2. Capital controls in banks, plus the real possibility of Grexit, have been the most threatening developments that Greek businesses have witnessed since 2010. Up to now, businesses were hurt by austerity, but at least most reforms were meant to create a more business-friendly environment. But now some of the most resilient entrepreneurs are saying they are thinking of emigrating.
3. The new agreement contains taxes that will hurt businesses directly. Such is the requirement to advance 100% of taxes on next years’ estimated profits; and the big increase in personal income tax which is called “solidarity levy” (this hurts both business owners, and middle income managers).
4. Export sectors will be especially hurt by tax increases: VAT on hotels will increase from 6% to 13% (tourism is the one export industry where the client pays VAT of the country of the provider); shipping is targeted to pay much higher taxes than up to now, and higher than in most EU countries on a tonnage basis; therefore, many firms will probably leave Greece, since this is a footloose industry. Hurting shipping and tourism contradicts the core rationale of the adjustment programme, which was to increase the share of exports in GDP.
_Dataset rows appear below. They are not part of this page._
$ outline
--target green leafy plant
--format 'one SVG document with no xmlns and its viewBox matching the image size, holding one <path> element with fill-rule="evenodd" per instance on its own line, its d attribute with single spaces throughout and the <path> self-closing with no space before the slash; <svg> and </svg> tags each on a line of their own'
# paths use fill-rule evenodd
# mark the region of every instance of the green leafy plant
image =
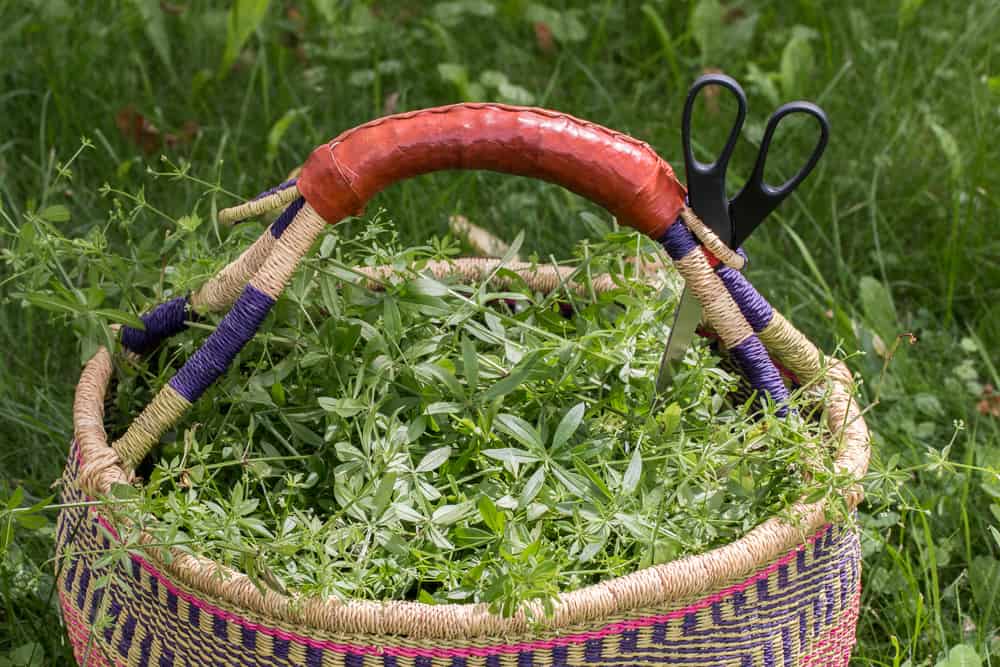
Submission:
<svg viewBox="0 0 1000 667">
<path fill-rule="evenodd" d="M 325 238 L 196 426 L 154 456 L 126 515 L 158 542 L 280 591 L 510 614 L 849 483 L 815 396 L 788 418 L 730 404 L 738 380 L 707 345 L 655 394 L 675 296 L 638 273 L 657 259 L 638 235 L 580 245 L 564 286 L 539 294 L 503 264 L 482 283 L 434 279 L 422 267 L 453 243 L 401 249 L 379 220 L 356 227 Z M 616 284 L 598 294 L 602 274 Z M 191 349 L 126 372 L 112 432 Z"/>
</svg>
5. Points 1 and 2 above are faults of the Greek government, but 3 and 4 are faults in the design of the new programme. In combination, they make it very hard to have a supply-side recovery.
6. On the positive side, the majority of SYRIZA will now support an austerity plus reform package, so most people in Greece will realize that there is no better alternative. In addition, Tsipras himself has repeatedly said that the way to counteract the recessionary effect of more austerity is to attract investment. So, there is hope that the political system will focus more on providing a stable environment for production than on denouncing or demanding. This is not certain, of course.
7. Also on the positive side, following from point 1, there are many business plans by SMEs that are waiting for the right environment to be implemented.
8. For a supply-side strategy to work, priority number one is to restore normal banking operations, and if possible to increase liquidity for working capital, investment and acquisitions. Beyond ECB support, there may be ways to involve global banks or investors in bank recapitalization.
9. EU funds for investment projects should be channeled, if possible, by fast track to infrastructure investment to Greece. Technical support for this may be useful.
10. Across the board liberalization of product markets is not a high priority, and too hard to do. Focus on what hinders investment directly or what adds unnecessary cost to tradable sectors.
11. More important than further reforms will be to reverse the tax increases under points 3 and 4 above, as soon as possible. If that means that the creditors should accepting a lower primary surplus target, so be it.
12. Foreign direct investment would be very important, on many levels: demand stimulus, building productive capacity, sign of confidence for businesses, sign on international cooperation after a period of conflict. An Institution for Growth involving KfW funds (and others) was planned under the previous government. This should be revived and expanded.